Document surrogates used in data retrieval are: identifiers, abstracts, extracts, reviews, indexes, and queries. Queries are short documents used to retrieve larger documents by matching, mapping, or use of Boolean logic (and, or, but). Queries may in natural or probabilistic language. Fuzzy queries are deliberately not rigid to increase the probability of retrieval.

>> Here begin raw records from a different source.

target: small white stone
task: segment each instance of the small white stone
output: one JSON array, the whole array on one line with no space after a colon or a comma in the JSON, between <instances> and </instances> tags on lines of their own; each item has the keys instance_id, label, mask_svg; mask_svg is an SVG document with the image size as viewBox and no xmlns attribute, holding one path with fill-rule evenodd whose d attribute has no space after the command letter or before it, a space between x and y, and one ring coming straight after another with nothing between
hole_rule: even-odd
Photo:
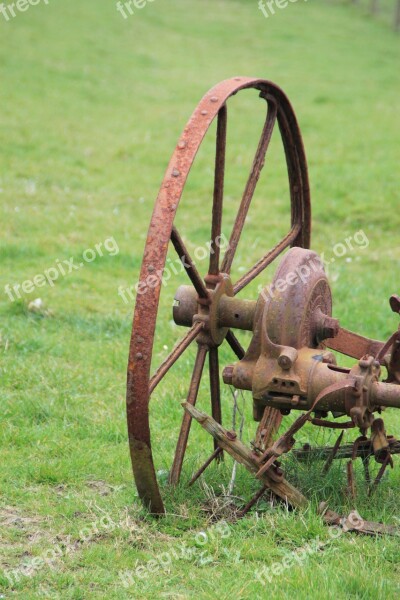
<instances>
[{"instance_id":1,"label":"small white stone","mask_svg":"<svg viewBox=\"0 0 400 600\"><path fill-rule=\"evenodd\" d=\"M32 302L28 304L28 310L33 312L39 311L44 307L43 300L41 298L35 298Z\"/></svg>"}]
</instances>

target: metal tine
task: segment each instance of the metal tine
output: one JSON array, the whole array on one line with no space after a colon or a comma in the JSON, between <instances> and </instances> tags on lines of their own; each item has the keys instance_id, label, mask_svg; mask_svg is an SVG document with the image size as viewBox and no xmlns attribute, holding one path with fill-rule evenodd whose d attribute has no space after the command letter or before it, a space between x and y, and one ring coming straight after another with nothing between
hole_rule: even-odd
<instances>
[{"instance_id":1,"label":"metal tine","mask_svg":"<svg viewBox=\"0 0 400 600\"><path fill-rule=\"evenodd\" d=\"M207 469L207 467L209 467L211 465L211 463L213 462L213 460L215 460L222 452L222 448L220 448L218 446L218 448L216 448L214 450L214 452L211 454L211 456L209 456L206 460L206 462L200 467L200 469L198 471L196 471L196 473L193 475L192 479L189 481L189 487L192 486L200 477L200 475L202 475L204 473L204 471Z\"/></svg>"},{"instance_id":2,"label":"metal tine","mask_svg":"<svg viewBox=\"0 0 400 600\"><path fill-rule=\"evenodd\" d=\"M328 456L328 459L326 461L326 463L323 466L322 469L322 474L323 475L327 475L327 473L330 471L330 468L332 466L333 460L336 456L336 454L338 453L338 450L340 448L340 444L342 443L343 440L343 436L344 436L344 431L342 431L339 435L339 437L337 438L335 445L332 448L332 453Z\"/></svg>"}]
</instances>

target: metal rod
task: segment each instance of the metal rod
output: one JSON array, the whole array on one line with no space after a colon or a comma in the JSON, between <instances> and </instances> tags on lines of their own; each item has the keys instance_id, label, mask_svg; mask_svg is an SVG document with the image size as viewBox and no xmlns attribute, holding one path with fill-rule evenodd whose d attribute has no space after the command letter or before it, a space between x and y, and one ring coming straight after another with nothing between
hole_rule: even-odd
<instances>
[{"instance_id":1,"label":"metal rod","mask_svg":"<svg viewBox=\"0 0 400 600\"><path fill-rule=\"evenodd\" d=\"M267 489L268 486L263 485L262 488L259 489L258 492L252 497L252 499L246 504L246 506L242 508L242 510L238 513L238 517L244 517L249 512L249 510L252 509L253 506L259 501L259 499L262 498L262 496L264 496Z\"/></svg>"},{"instance_id":2,"label":"metal rod","mask_svg":"<svg viewBox=\"0 0 400 600\"><path fill-rule=\"evenodd\" d=\"M196 404L197 395L199 393L201 376L203 374L204 362L206 360L207 352L208 352L208 346L200 344L198 347L198 350L197 350L197 356L196 356L196 361L194 363L194 369L193 369L193 373L192 373L192 379L190 382L189 393L188 393L187 399L186 399L186 402L188 404L190 404L191 406L194 406ZM181 430L179 433L178 442L176 445L174 462L173 462L170 476L169 476L169 482L172 485L176 485L177 483L179 483L179 479L180 479L181 471L182 471L183 459L185 456L186 447L187 447L187 443L188 443L188 439L189 439L191 424L192 424L192 418L187 412L185 412L183 419L182 419L182 425L181 425Z\"/></svg>"},{"instance_id":3,"label":"metal rod","mask_svg":"<svg viewBox=\"0 0 400 600\"><path fill-rule=\"evenodd\" d=\"M211 393L211 414L213 419L222 425L221 412L221 390L219 383L219 360L218 348L210 348L209 354L209 370L210 370L210 393ZM214 439L214 450L218 448L218 442Z\"/></svg>"},{"instance_id":4,"label":"metal rod","mask_svg":"<svg viewBox=\"0 0 400 600\"><path fill-rule=\"evenodd\" d=\"M327 461L324 464L324 467L322 469L322 474L323 475L326 475L329 472L329 470L330 470L330 468L332 466L333 460L334 460L336 454L338 453L340 444L342 443L343 436L344 436L344 431L342 431L341 434L339 435L338 439L336 440L335 445L332 448L331 454L328 456Z\"/></svg>"},{"instance_id":5,"label":"metal rod","mask_svg":"<svg viewBox=\"0 0 400 600\"><path fill-rule=\"evenodd\" d=\"M400 454L400 442L395 438L389 438L389 450L391 454ZM296 460L326 460L332 447L324 448L302 448L301 450L294 450L293 455ZM367 442L361 442L357 447L357 458L365 458L367 456L373 456L374 451L370 440ZM353 444L345 444L341 446L335 456L335 459L352 458L353 456Z\"/></svg>"},{"instance_id":6,"label":"metal rod","mask_svg":"<svg viewBox=\"0 0 400 600\"><path fill-rule=\"evenodd\" d=\"M353 461L349 460L347 463L347 493L350 498L356 497L356 486L354 482L354 469L353 469Z\"/></svg>"},{"instance_id":7,"label":"metal rod","mask_svg":"<svg viewBox=\"0 0 400 600\"><path fill-rule=\"evenodd\" d=\"M212 461L215 460L221 454L222 451L223 451L222 448L220 448L219 446L214 450L214 452L211 454L211 456L209 458L207 458L206 462L193 475L192 479L189 481L189 487L198 480L200 475L202 475L204 473L204 471L207 469L207 467L209 467L211 465Z\"/></svg>"},{"instance_id":8,"label":"metal rod","mask_svg":"<svg viewBox=\"0 0 400 600\"><path fill-rule=\"evenodd\" d=\"M296 223L293 225L292 229L289 233L277 244L274 248L272 248L263 258L261 258L256 264L245 273L233 286L234 294L238 294L240 290L242 290L246 285L248 285L257 275L262 273L268 265L272 263L288 246L294 242L301 231L301 225Z\"/></svg>"},{"instance_id":9,"label":"metal rod","mask_svg":"<svg viewBox=\"0 0 400 600\"><path fill-rule=\"evenodd\" d=\"M221 271L222 273L230 273L233 259L235 257L236 248L239 243L240 236L242 234L243 226L246 221L247 213L249 211L250 203L256 189L258 179L260 177L261 170L265 162L265 154L267 152L269 143L271 141L272 132L276 121L276 115L278 112L277 105L275 102L270 102L268 105L267 118L265 120L264 128L258 143L256 155L254 157L253 166L246 183L246 187L243 193L242 201L240 203L239 212L236 216L236 221L233 226L231 237L229 239L228 250L225 253L224 260L222 262Z\"/></svg>"},{"instance_id":10,"label":"metal rod","mask_svg":"<svg viewBox=\"0 0 400 600\"><path fill-rule=\"evenodd\" d=\"M368 492L368 496L372 496L372 494L374 493L374 491L376 490L376 488L378 487L378 485L381 482L381 479L387 469L388 465L393 465L393 460L390 454L388 454L385 458L385 461L382 463L381 468L378 471L378 475L375 477L371 487L369 488L369 492Z\"/></svg>"},{"instance_id":11,"label":"metal rod","mask_svg":"<svg viewBox=\"0 0 400 600\"><path fill-rule=\"evenodd\" d=\"M157 385L160 383L164 375L170 370L172 365L176 363L178 358L184 353L186 348L190 346L193 340L196 339L200 331L203 329L204 323L195 323L185 337L178 343L177 346L172 350L171 354L167 356L164 362L158 367L149 383L149 393L151 394Z\"/></svg>"},{"instance_id":12,"label":"metal rod","mask_svg":"<svg viewBox=\"0 0 400 600\"><path fill-rule=\"evenodd\" d=\"M225 178L225 150L226 150L226 122L227 110L224 104L218 112L217 123L217 145L215 151L215 174L214 174L214 198L212 209L211 225L211 248L210 248L210 266L209 275L218 275L219 273L219 255L222 226L222 203L224 197L224 178Z\"/></svg>"},{"instance_id":13,"label":"metal rod","mask_svg":"<svg viewBox=\"0 0 400 600\"><path fill-rule=\"evenodd\" d=\"M245 351L242 348L242 345L239 342L239 340L237 339L237 337L235 336L235 334L232 333L231 330L229 330L228 333L226 334L225 339L228 342L228 344L230 345L230 347L232 348L232 350L234 351L234 353L236 354L236 356L238 357L238 359L241 360L243 358L243 356L245 355Z\"/></svg>"},{"instance_id":14,"label":"metal rod","mask_svg":"<svg viewBox=\"0 0 400 600\"><path fill-rule=\"evenodd\" d=\"M200 277L200 275L195 267L195 264L192 261L190 254L189 254L181 236L179 235L179 232L178 232L177 228L175 227L175 225L172 227L172 231L171 231L171 242L172 242L179 258L181 259L181 262L185 268L186 273L188 274L190 281L193 283L194 287L196 288L198 295L200 296L200 298L208 298L208 291L205 286L205 283L202 280L202 278Z\"/></svg>"}]
</instances>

Other forms of data retrieval are term extraction (based on low frequency of important terms), term association (based on terms that normally occur together), lexical measures (using specialized formulas), trigger phrases (like figure, table, conclusion), synonyms (same meaning), antonyms (opposite meaning), homographs (same spelling but different meaning), and homonyms (same sound but different spelling). Stemming algorithms help in retrieval by removing ends of words leaving only the roots. Specialized mathematical techniques are used to assess the effectiveness of data retrieval.
4.0 DATA WAREHOUSING
Data warehousing is a method of extraction of data from various sources, storing it as historical and integrated data for use in decision-support systems. Meta data is a term used for definition of data stored in the data warehouse (i.e. data about data). A data model is a graphic representation of the data either as diagrams or charts. The data model reflects the essential features of an organization. The purpose of a data model is to facilitate communication between the analyst and the user. It also helps create a logical discipline in database design.
5.0 DATA MINING
Data mining is the discovery part of knowledge discovery in data (KDD) involving knowledge engineering, classification, and problem solving. KDD starts with selection, cleaning, enrichment, and coding. The products of data mining are pattern recognition. These patterns are then applied to new situations in predicting and profiling. Artificial intelligence (AI), based on machine learning, imbues computers with some creativity and decision making capabilities using specific algorithms.